Pervin'in konuşmasına devam ettiği sırada yeni gözaltından çıkan HDP'nin önceki dönem Eş Genel Başkanı Serpil Kemalbay, salona geldi. Serpil, alkışlarla karşılandı.
'Bir kez daha halklara ölüm reva görülmüştür'
Ardından konuşmasına devam eden Pervin, Başbakan Binali Yıldırım'ın "çözüm mözüm yok kardeşim" sözlerine tepki göstererek, şöyle dedi: "Bu ülkenin Başbakanı 'çözüm mözüm yok kardeşim' diyerek Türkiye halklarına bir kez daha ölümü reva görmüştür. Çözüm süreci Türkiye halklarının barışa olan inancının bir göstergesiydi. 2011 ve 2014 arasında yaşanan çözüm sürecinde bu ülkeye tek bir tabutun gelmemesinin, annelerin ağlamamasının bizler için büyük bir kazanımı oldu. Çözüm sürecini yönetenlerden bir hesap sorma girişimine girdilerse onlara şunu hatırlatmak isteriz: Bu ülkede insanların ölmesinde, gençlerin toprağın altına girmesinde rol oynamaya kimsenin hakkı ve haddi yoktur.

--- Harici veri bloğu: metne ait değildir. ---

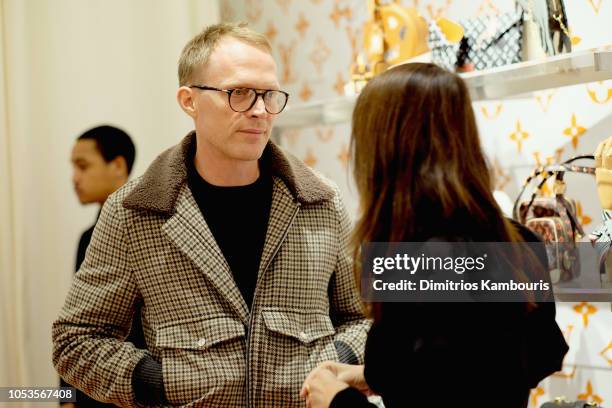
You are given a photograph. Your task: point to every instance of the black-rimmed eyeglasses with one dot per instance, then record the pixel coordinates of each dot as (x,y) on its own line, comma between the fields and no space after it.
(243,99)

'Hiçbir anne çocuğunu tabutta görmek istemez'
Çözüm sürecinde hiçbir şekilde eşit koşullarda olmayan, başta Türkiye olmak üzere Ortadoğu'da demokrasinin gelişmesi için çaba sarf eden Sayın Öcalan'ı saygıyla selamlıyorum. Çözüm sürecini mahkum ettiler. Çözüm sürecini mahkum ederek tecrit başlattılar. O tarihten bugüne ne ailesi ne avukatları hiçbir görüşme başlatmadı. Çözümü mahkum ettiler derken, sevgili İdris Baluken'in sevgiyle, saygıyla selamlıyorum. Tek gayesi barışın hakim olması için çaba sarf eden, çözüm sürecinin hayata geçmesi yönünde çaba serf eden İdris Baluken'e 18 yıl ceza verildi. Bu ne demek? Bu barışı mahkum etmek demek. Bu, 'biz çözüm değil, çözümsüzlük istiyoruz' demektir. Oysa iktidarda olan bir partinin gündeminde elbette ki çözüm olmalıdır. Çünkü çözümle birlikte bu ülkenin Hakkari'sine de Edirne'sine de tabutlar gitmeyecektir. Hiçbir anne kendi çocuğunun tabutunu kapısında görmek istemez ve hiçbir anne kendi çocuğunu savaşta ölsün diye büyütmez. Hiçbir çocuk babasının tabutuna sarılmak istemez. Hiçbir anne evlat ölümünden gözyaşı dökmek istemez. İşte bunun için çözüm yolunu gösteriyoruz iktidara, bir kez daha. Çözüm sürecini bitirmemiş olsaydınız, bugün Efrin'de savaşa girmemiş olacaktınız, darbe girişimi gerçekleşmeyecekti."